Elle ne savait pas vraiment si c'était la goutte d'eau de trop ou si elle était juste trop épuisée pour faire fonctionner ses muscles faciaux, mais quand Nala s'abaissa pour les ramasser, ses genoux craquant sous la fatigue et la pression de ces dernières heures, une petite larme vint sillonner le creux de ses yeux.
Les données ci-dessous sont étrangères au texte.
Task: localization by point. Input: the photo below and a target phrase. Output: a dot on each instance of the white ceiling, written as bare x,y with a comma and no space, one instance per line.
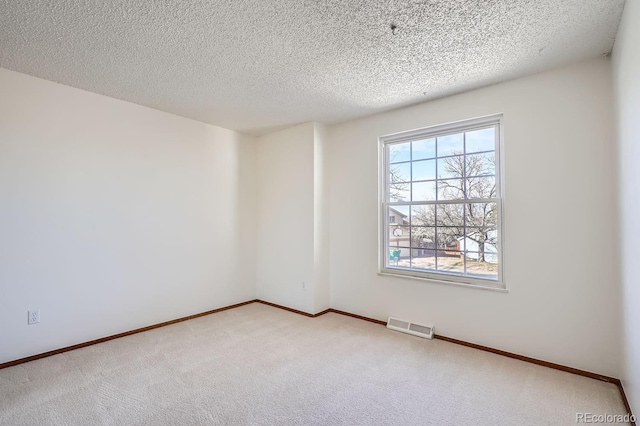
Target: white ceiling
258,65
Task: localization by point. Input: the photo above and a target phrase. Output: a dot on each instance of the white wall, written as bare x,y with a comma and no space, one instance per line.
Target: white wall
293,218
626,73
114,216
321,220
285,243
562,302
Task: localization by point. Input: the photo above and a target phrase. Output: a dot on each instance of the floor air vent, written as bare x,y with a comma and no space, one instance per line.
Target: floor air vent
410,328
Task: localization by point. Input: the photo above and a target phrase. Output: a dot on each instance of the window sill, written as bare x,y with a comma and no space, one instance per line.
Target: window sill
498,287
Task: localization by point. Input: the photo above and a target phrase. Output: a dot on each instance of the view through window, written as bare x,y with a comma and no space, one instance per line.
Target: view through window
441,203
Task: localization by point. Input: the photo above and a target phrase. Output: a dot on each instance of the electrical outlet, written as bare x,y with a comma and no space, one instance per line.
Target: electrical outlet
34,317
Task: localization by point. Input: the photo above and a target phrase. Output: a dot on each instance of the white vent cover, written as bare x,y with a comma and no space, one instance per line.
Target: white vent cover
410,328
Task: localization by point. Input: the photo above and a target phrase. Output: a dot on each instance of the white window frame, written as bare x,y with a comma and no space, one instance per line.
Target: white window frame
384,185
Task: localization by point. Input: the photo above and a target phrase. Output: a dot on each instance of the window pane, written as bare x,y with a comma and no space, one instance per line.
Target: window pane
451,189
399,152
399,236
424,170
450,145
482,215
451,215
424,191
398,215
423,258
480,140
399,256
480,164
399,173
482,269
399,192
424,149
451,167
442,202
423,237
423,215
481,187
450,261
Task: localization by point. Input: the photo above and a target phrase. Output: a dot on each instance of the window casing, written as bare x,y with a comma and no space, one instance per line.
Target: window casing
442,185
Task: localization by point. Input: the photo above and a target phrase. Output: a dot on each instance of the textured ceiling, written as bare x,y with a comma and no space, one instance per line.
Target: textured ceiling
257,65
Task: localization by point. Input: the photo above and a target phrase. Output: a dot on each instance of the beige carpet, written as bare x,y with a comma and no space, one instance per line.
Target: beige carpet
261,365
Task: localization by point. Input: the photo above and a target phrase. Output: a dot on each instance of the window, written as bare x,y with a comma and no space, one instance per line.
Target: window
441,185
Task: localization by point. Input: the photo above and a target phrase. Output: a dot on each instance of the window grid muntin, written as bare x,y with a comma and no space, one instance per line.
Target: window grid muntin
419,136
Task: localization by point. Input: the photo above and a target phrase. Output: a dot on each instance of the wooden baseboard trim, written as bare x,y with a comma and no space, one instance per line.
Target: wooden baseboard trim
117,336
531,360
295,311
589,374
560,367
349,314
625,400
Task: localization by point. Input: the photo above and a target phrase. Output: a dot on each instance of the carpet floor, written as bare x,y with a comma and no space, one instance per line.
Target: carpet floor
259,365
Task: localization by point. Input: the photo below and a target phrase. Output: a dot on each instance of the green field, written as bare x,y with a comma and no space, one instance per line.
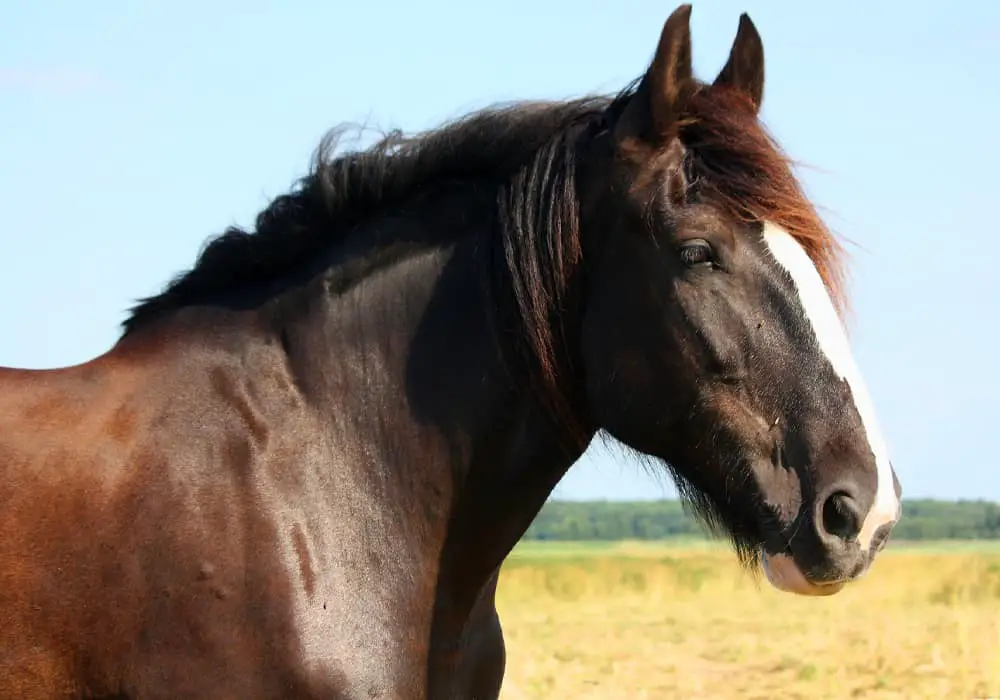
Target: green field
681,620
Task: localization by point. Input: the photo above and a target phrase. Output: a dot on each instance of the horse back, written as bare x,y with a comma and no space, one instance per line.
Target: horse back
133,560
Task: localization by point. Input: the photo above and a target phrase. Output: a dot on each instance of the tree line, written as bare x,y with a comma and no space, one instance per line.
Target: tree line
923,519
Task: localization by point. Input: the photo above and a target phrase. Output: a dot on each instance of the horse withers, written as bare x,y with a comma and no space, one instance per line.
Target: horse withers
299,470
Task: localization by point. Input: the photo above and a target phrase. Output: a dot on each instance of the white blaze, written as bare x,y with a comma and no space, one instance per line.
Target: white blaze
818,308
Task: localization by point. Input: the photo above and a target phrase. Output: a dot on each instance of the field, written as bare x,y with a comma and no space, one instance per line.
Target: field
631,620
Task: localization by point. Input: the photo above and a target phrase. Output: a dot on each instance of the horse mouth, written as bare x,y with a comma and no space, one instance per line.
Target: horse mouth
784,574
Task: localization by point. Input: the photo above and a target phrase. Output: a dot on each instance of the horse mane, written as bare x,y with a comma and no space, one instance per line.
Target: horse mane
528,150
342,190
737,164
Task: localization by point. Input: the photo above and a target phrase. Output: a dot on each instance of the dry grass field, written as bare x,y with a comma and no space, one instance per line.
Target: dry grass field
683,621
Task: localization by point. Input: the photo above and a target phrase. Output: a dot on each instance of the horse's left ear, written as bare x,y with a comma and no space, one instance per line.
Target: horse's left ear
653,111
744,71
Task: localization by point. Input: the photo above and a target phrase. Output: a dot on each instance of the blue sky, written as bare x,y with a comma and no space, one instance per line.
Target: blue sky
131,132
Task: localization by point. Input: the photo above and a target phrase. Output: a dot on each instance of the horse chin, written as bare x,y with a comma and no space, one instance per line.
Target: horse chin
784,574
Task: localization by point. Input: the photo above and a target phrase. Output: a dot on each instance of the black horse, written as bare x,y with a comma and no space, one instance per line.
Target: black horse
298,472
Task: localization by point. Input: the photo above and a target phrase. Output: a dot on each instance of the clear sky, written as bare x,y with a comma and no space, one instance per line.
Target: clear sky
130,132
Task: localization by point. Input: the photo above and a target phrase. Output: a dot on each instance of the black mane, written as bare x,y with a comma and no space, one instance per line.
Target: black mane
341,191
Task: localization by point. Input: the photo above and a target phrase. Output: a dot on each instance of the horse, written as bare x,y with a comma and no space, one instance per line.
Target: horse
298,470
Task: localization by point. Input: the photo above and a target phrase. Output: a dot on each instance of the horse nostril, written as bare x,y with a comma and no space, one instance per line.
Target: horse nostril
841,516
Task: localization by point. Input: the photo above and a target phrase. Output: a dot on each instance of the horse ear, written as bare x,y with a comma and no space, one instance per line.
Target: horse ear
659,100
744,71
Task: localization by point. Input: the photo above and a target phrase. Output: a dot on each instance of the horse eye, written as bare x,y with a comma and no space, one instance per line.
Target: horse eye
696,252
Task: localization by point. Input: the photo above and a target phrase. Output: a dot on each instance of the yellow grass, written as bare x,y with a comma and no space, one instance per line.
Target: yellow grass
648,621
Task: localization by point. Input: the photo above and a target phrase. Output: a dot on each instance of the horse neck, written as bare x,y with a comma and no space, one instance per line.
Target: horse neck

Shayne, l'aperçut et vint coller sa main contre sa joue, son unique œil bleu dont la pupille prenait tout l'espace sur le blanc rougi, embrasé de colère.
- Hey, ça va ?
- Ouais, ouais, tout va bien. Viens, achetons ton chocolat et sortons d'ici.
- Nala...
- Tout va bien.
Non. Elle en avait juste marre de passer derrière cette farandole d'hommes aux vies foireuses qu'elle devait ramasser à la petite cuillère... Pour que quoi ? Qu'ils disparaissent dans la nature pour ensuite revenir en force et continuer à foirer ? Super.
Et peut-être que maintenant, elle allait perdre Shayne.
Cette petite idée lui était insupportable... Même s'il n'y avait pas de raisons. Parce que Shayne ne mourrait pas. Il pouvait juste pas. La mort n'en voulait pas. Elle l'avait littéralement vu se relever et crier dans les couloirs de l'hôpital de Lagos, après la grande bataille du Nigeria... Alors qu'il venait de se faire opérer.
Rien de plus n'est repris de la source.